Mais la frontière entre les deux pays est aujourd’hui fermée à cause du coronavirus, interdisant les échanges et fragilisant encore davantage les Konyaks de Birmanie.

L’Inde a fait livrer des rations alimentaires d’urgence aux Nagas pour les aider économiquement face à la pandémie.

En Birmanie, “ils ne reçoivent aucune aide des autorités. Leur situation est très difficile”, déplore Nahmai Konyak, 34 ans, guide touristique à Longwa.

Utopique Nagaland

Des décennies après le retrait des Anglais, le désir d’un Nagaland uni reste fort

Mais la lutte pour l’indépendance menée par des fractions armées des deux côtés de la frontière est aujourd’hui plus sporadique.

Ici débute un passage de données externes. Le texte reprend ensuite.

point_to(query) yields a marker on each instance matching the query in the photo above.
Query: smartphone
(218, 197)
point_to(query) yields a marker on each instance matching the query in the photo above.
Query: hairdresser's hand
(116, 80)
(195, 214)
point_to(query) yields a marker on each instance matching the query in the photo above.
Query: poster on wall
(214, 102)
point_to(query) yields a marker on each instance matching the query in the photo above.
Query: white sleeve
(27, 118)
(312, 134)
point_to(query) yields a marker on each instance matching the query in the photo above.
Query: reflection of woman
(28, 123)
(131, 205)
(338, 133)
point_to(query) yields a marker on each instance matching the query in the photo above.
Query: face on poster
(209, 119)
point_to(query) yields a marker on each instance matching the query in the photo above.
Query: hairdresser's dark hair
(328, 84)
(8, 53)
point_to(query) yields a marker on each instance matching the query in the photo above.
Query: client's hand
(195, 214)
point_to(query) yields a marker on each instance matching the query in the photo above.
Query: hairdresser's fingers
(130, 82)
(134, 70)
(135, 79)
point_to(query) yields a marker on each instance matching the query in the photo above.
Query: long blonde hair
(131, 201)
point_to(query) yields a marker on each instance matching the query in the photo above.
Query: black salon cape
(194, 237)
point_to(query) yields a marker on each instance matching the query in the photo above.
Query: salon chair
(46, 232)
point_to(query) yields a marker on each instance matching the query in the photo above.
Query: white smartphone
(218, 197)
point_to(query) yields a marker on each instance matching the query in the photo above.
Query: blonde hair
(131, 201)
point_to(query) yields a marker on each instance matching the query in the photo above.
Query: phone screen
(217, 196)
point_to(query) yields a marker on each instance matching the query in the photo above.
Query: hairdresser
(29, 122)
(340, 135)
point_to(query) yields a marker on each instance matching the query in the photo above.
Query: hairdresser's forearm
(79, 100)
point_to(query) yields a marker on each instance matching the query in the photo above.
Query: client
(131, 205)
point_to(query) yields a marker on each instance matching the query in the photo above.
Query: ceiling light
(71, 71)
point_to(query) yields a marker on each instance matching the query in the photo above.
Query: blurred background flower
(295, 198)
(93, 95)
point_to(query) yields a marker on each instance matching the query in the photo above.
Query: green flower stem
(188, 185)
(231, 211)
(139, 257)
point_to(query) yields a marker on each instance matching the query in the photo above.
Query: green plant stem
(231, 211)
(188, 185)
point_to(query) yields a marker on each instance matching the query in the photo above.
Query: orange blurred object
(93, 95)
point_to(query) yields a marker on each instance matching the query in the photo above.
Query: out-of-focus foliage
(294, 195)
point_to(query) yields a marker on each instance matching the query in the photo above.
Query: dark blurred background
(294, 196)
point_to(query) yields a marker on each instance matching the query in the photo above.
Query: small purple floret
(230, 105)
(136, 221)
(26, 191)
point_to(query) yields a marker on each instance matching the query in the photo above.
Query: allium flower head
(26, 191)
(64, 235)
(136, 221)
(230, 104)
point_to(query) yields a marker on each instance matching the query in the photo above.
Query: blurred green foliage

Le combat est aussi politique, d’autant que les législatives qui doivent se tenir fin 2020 en Birmanie approchent.

Kail, député régional de la Ligue nationale de la démocratie, le parti politique d’Aung San Suu Kyi, est Naga et brigue un autre mandat pour tenter d’améliorer l’accès aux soins et à l’éducation.

Face à lui, une nouvelle formation a vu le jour il y a quelques mois: le Parti national Naga (NNP) qui ambitionne “d’obtenir au moins une dizaine de députés au Parlement pour défendre les intérêts” de la minorité.

Tonyei Phawng rêve, lui, encore d’indépendance, mais cela reste très utopique.

New Delhi a investi dans la région, réfrénant les aspirations autonomistes de ce côté de la frontière.

“Le gouvernement a lavé le cerveau” de nos frères en Inde, ils ne veulent plus se battre, déplore l’activiste Naga, Jacob Ngansa.

Malgré de nombreux points communs, les divisions restent aussi fortes parmi cette constellation de petites communautés.

Il faut d’abord privilégier l’éducation et la santé, estime le député Kail.

Ensuite, “les jeunes générations pourront reprendre le combat” d’un Nagaland uni et fort, se prend-il à rêver.